Qué poco les importa el
país, la sociedad. Ambiciones espurias potencian esa ceguera característica de
quien no quiere ver. Las prisas conforman un ingrediente que origina
disposiciones arriesgadas cuando no totalmente suicidas. Lo peor es que el efecto
lleva aparejadas dramáticas derivaciones colaterales. Nadie recomendaría
autolesionarse a ninguna sigla. Menos si el quebranto se extiende a todo un
país. Sin embargo, próceres (perdón por el exceso) irresponsables, muy
irresponsables, instan a un insensato menesteroso a que, cual zángano
himenóptero, prefiera morir tras gozar un tiempo de la Moncloa. Incluso puede
llegarle el óbito antes que el orgasmo. Ignoro si la deriva, un tanto
psicótica, altanera y atiborrada de felonía hacia el Comité Federal, es cosecha
propia o procede de infectas inducciones adyacentes.
Tanto don Pedro como sus
secuaces -digo, asesores- más cercanos ventean que los votantes les han
reclamado un cambio de talante, a encabezar un gobierno de izquierdas que
resuelva el desastre pepero. Aparte entusiasmos etéreos, temo que uno y otros
deban repasar las cuatro reglas, en concreto la adición. Todas las izquierdas,
el frente popular redivivo, alcanzan ciento setenta y dos diputados. Es decir,
el montón no consigue mayoría absoluta y, por tanto, el futuro gobierno tendría
la misma estabilidad que un huevo o una castaña para no confundir términos. Ese
dilema lo resuelven divulgando que buscan un gobierno progresista. Admitiendo que
Podemos encarne un colectivo progre, que
ya es ser ingenuo, no paso por tragarme a los independentistas de ERC o
Democracia y Libertad (cara lavada de CDC), menos a Bildu, como paradigmas en
quienes mirarse. Saben a la perfección que todo se reduce a vana palabrería,
que las ansias de un grupo indigno, bucanero, las vamos a pagar los españoles
muy caras.
Cierto es que Rajoy en
cuatro años ha dilapidado el capital político que la sociedad le otorgó como
última esperanza y no por atractivo o convencimiento. Igual de verídico es que
solo el PSOE fue culpable de aquel éxito sin precedentes.

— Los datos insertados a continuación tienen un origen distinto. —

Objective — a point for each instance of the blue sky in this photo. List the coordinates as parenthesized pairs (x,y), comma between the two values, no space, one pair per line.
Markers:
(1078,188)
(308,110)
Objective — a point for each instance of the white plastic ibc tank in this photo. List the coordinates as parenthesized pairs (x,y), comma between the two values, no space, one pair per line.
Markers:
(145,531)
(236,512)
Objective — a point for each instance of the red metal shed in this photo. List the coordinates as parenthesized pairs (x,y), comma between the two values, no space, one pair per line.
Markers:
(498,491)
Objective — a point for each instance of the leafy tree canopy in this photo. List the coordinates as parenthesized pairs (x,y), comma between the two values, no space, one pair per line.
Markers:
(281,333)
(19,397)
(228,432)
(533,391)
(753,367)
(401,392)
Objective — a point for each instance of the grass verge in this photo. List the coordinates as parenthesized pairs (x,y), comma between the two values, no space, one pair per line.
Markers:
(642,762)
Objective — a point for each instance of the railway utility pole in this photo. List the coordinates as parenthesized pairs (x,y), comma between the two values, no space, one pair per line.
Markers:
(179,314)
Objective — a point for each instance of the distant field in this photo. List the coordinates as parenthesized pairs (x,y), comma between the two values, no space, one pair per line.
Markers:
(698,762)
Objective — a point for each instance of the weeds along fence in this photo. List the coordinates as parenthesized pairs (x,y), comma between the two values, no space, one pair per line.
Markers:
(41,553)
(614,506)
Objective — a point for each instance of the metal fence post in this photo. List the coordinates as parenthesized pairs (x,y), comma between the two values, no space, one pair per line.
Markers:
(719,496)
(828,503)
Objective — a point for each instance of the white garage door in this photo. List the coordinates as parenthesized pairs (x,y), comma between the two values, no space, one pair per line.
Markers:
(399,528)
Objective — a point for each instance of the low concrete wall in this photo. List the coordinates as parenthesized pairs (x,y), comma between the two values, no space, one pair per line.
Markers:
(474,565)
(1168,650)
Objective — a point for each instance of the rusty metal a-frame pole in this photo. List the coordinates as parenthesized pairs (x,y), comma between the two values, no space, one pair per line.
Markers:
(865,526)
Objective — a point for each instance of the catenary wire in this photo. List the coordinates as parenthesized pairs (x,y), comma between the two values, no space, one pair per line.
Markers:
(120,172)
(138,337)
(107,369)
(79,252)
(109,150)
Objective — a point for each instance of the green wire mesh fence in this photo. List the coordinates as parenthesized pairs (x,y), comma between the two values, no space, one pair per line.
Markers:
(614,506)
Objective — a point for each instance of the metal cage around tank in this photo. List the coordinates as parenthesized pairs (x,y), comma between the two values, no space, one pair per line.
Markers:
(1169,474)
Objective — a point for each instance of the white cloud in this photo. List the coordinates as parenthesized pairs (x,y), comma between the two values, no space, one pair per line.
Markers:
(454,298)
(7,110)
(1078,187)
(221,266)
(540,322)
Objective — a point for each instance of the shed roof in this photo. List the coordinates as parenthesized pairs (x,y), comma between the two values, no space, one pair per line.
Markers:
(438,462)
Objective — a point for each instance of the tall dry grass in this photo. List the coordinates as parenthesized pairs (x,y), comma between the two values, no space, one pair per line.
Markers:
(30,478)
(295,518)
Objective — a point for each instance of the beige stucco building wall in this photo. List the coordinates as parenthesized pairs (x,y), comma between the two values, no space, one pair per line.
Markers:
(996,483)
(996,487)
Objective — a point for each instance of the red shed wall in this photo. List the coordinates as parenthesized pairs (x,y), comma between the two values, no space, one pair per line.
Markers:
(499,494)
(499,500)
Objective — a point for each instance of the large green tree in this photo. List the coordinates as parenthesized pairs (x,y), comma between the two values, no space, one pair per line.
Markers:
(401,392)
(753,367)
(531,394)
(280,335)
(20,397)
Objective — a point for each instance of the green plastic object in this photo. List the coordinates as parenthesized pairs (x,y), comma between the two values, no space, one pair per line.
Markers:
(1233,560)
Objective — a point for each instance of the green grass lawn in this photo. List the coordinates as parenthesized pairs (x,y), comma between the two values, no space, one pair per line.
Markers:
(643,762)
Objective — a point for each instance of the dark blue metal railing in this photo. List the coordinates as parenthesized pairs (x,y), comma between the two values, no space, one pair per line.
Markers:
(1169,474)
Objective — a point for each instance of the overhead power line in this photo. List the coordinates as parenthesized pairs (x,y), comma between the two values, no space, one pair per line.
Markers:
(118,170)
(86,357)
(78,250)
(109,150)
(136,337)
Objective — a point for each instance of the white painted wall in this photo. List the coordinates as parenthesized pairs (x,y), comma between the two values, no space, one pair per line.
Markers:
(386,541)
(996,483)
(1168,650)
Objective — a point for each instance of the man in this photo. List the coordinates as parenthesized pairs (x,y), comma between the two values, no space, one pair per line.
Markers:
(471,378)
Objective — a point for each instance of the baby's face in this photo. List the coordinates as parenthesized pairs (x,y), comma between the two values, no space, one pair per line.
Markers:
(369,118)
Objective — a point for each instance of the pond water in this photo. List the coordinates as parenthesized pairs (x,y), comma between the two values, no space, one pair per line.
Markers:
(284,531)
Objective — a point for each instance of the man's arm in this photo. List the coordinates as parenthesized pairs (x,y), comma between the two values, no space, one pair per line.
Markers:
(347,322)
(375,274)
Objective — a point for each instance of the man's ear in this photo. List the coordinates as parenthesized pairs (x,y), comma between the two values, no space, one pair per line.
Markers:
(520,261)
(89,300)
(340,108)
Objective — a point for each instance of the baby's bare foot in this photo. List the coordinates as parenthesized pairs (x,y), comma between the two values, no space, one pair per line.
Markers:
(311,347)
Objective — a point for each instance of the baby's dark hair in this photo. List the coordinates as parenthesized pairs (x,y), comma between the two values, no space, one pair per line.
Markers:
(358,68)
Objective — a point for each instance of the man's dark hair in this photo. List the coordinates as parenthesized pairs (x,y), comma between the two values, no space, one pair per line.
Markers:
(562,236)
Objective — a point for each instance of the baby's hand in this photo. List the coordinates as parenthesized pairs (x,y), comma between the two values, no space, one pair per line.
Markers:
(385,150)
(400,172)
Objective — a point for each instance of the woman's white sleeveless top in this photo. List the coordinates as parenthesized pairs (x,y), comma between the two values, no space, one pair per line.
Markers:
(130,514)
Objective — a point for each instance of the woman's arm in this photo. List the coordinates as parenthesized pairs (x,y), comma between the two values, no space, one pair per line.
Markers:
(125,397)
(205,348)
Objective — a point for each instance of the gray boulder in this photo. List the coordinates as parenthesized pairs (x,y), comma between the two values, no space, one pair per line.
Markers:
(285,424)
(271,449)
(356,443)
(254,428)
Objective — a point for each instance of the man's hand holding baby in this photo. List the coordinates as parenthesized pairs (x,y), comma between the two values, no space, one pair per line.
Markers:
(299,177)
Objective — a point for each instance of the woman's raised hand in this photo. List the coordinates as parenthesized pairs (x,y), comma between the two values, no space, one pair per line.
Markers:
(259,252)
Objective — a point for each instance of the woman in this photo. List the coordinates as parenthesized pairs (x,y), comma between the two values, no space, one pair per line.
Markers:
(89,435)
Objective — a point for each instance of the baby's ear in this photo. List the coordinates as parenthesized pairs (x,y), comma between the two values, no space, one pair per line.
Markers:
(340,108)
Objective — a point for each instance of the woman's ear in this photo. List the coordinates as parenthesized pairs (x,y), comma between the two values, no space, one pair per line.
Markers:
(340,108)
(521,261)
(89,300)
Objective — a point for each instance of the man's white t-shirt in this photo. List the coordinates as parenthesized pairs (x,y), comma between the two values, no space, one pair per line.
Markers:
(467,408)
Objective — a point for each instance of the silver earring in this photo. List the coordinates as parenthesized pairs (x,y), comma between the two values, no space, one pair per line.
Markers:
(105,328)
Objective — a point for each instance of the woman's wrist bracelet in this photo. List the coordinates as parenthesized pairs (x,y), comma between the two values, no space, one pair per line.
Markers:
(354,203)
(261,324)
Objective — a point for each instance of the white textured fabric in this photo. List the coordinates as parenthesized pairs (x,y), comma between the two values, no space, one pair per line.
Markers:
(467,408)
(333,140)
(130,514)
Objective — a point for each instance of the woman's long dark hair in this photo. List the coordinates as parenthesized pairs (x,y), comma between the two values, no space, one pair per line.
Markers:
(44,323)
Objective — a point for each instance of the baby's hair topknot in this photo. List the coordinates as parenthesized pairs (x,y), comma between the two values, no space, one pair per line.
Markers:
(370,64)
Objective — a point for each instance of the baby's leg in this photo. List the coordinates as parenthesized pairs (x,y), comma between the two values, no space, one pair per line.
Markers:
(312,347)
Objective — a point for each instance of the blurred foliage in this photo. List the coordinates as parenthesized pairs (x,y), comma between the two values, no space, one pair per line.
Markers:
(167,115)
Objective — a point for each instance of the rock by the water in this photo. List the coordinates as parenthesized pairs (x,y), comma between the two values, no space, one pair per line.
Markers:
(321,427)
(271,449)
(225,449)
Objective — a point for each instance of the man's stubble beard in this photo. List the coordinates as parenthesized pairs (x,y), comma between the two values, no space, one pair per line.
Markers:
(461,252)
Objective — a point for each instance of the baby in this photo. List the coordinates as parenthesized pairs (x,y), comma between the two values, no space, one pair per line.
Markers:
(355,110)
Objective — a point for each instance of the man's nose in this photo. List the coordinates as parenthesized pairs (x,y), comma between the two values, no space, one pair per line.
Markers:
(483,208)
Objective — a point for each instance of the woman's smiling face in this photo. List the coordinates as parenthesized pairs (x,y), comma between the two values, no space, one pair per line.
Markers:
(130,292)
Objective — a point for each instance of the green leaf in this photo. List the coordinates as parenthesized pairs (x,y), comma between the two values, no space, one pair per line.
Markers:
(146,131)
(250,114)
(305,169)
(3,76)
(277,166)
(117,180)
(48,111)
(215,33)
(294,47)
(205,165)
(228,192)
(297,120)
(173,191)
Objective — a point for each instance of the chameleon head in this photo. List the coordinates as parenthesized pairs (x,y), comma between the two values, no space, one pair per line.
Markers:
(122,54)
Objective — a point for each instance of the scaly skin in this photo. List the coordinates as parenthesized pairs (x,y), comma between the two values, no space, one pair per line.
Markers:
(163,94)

Ahora no es creíble
aparecer como valedor por aquello de “no puede resolver un problema quien formó
parte de él”. A Rajoy se le acusa, con razón, de aumentar impuestos y reducir
gastos sociales en vez de institucionales menos gravosos para el conjunto. No
obstante los menoscabos laborales y educativos surgieron con el PSOE tras las
ETT o la LOGSE, verdaderos lastres en ambos apartados. Ninguna Ley de Educación
del PP ha sido válida en nuestro país. La LOMCE, promulgada años atrás, se
inició a principios del presente periodo escolar y, teóricamente, de forma
parcial. Será operativa, como mucho, este curso; es decir, al parecer tiene los
días contados. Por tanto, menos
falacias.
Fechas atrás escuchaba en
televisión a Pedro Saura, dirigente del PSOE. Como persona le tengo todo el
respeto del mundo, pero en su papel de político me merece el mismo que yo
recibo de él. Hablaba sin hacer salvedades. En su discurso -abierto a los
españoles digo, sin excepción- me tildaba de imbécil supino. Pues no. Su
intervención significó un sinfín de necedades, de patrañas, dichas con
exquisito cinismo. El broche de oro fue esa frase estúpida que agregaba “emergencia
social”. No me extraña que un economista se lie con la semántica. Señor Saura, emergencia
implica instantaneidad, improvisación, y el problema social ya es rancio. Lo
mismo que el institucional, político y democrático a los que deberían hincar el
diente ustedes, todos, sin demora.
Termino con otras
palabras de Ortega. “Es preciso hacer una llamada enérgica a nuestra
generación, y si no la llama quien tenga positivos títulos para llamarla, es
forzoso que la llame cualquiera”. Hace horas toda España se ha enterado del
osado reclamo de un fantasma. ¿Han comprendido señores del PP y del PSOE? Sigan
hasta el aburrimiento con la vieja política y otros, de mayor vetustez pero con
novel etiqueta, les borrarán del mapa político y hundirán esta nación doliente.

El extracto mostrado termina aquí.